# A reminder



## MaidenScotland (Jun 6, 2009)

I am sure I don't have to remind people that the person behind a poster name might not be the person who they say they are nor even in the country whose flag they are flying, so please be careful when messaging or meeting someone from a forum and of course under no circumstances hand over a passport, credit card or money,

This is one of the reasons why do not allow personal contact details on the open forum 

Maiden


----------



## MaidenScotland (Jun 6, 2009)

I had this message sent to me the other day via facebook


Hi Christina...this is a long shot and very complicated. I notice you like Northern Soul and have the motif on your page. Are you a big fan, small fan, just like the music, or go to any of the all nighters gigs etc? I am a fan of Motown, Northern, Philly etc, and it is this genre of music that has made me drop you a line with a view to your help with something very delicate that I am involved with right now.

It's extremely personal and more about one of your Facebook contacts than the music (well, for the time being anyway ha ha).
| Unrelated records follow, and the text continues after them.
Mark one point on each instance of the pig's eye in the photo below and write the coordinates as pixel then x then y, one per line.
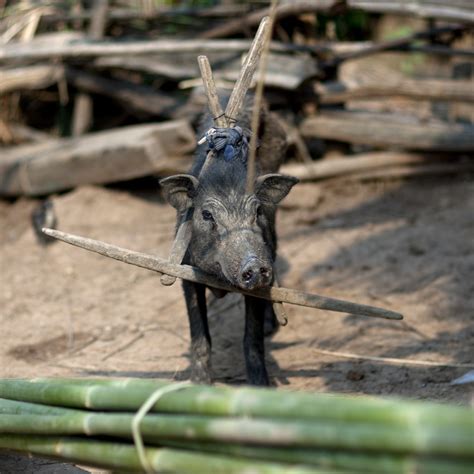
pixel 207 216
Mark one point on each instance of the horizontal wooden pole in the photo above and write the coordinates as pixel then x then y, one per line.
pixel 390 130
pixel 81 48
pixel 421 89
pixel 196 275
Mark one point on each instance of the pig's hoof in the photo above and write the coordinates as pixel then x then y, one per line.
pixel 200 374
pixel 270 324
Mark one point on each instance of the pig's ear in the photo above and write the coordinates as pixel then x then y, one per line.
pixel 179 190
pixel 272 188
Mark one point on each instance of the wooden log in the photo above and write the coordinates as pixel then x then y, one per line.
pixel 211 92
pixel 41 50
pixel 361 163
pixel 284 71
pixel 403 43
pixel 457 10
pixel 389 130
pixel 83 107
pixel 102 157
pixel 285 9
pixel 29 77
pixel 117 14
pixel 234 106
pixel 422 89
pixel 196 275
pixel 21 133
pixel 136 96
pixel 249 67
pixel 407 172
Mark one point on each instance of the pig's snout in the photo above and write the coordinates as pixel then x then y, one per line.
pixel 255 274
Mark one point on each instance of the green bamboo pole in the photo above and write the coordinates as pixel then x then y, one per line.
pixel 368 462
pixel 12 407
pixel 123 456
pixel 130 394
pixel 156 429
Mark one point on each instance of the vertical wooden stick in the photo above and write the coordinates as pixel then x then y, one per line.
pixel 211 92
pixel 246 74
pixel 236 100
pixel 178 250
pixel 258 101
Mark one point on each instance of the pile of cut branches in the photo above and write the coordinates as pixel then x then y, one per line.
pixel 112 92
pixel 197 428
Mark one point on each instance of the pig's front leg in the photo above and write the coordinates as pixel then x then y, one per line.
pixel 254 348
pixel 200 338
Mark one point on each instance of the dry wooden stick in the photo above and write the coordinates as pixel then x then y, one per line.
pixel 211 92
pixel 178 249
pixel 246 74
pixel 196 275
pixel 184 233
pixel 234 106
pixel 255 122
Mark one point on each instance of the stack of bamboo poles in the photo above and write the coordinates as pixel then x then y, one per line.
pixel 196 428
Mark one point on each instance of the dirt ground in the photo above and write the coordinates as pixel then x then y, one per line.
pixel 406 246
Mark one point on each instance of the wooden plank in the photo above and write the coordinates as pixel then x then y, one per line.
pixel 390 130
pixel 136 96
pixel 458 10
pixel 83 107
pixel 29 77
pixel 41 50
pixel 101 157
pixel 285 9
pixel 249 67
pixel 284 71
pixel 360 163
pixel 421 89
If this is too intrusive please ignore me, but I am sure once you learn who I am, you will be enthralled. I am researching for a family member whom I thought was dead for over 30 years and have been overwhelmed this week in finding him on Facebook and you are a contact of his. I am not using my real name because I need to be a little covert right now for many reasons. So if you can keep a secret and help, let me know. I have tried through the facebook and twitter medium to speak to this person, but because I am not familiar with the electronics, and maybe he isn't too, we have not 'engaged' yet. If you can guess who it is, I will reveal all, but it is a sad sad story, and I am part of it. I do not know how you know this person and maybe in the past you have met, or are just passing chums on Facebook. But you, I notice speak to him with sincerity, which I respect. 

Let me know,


----------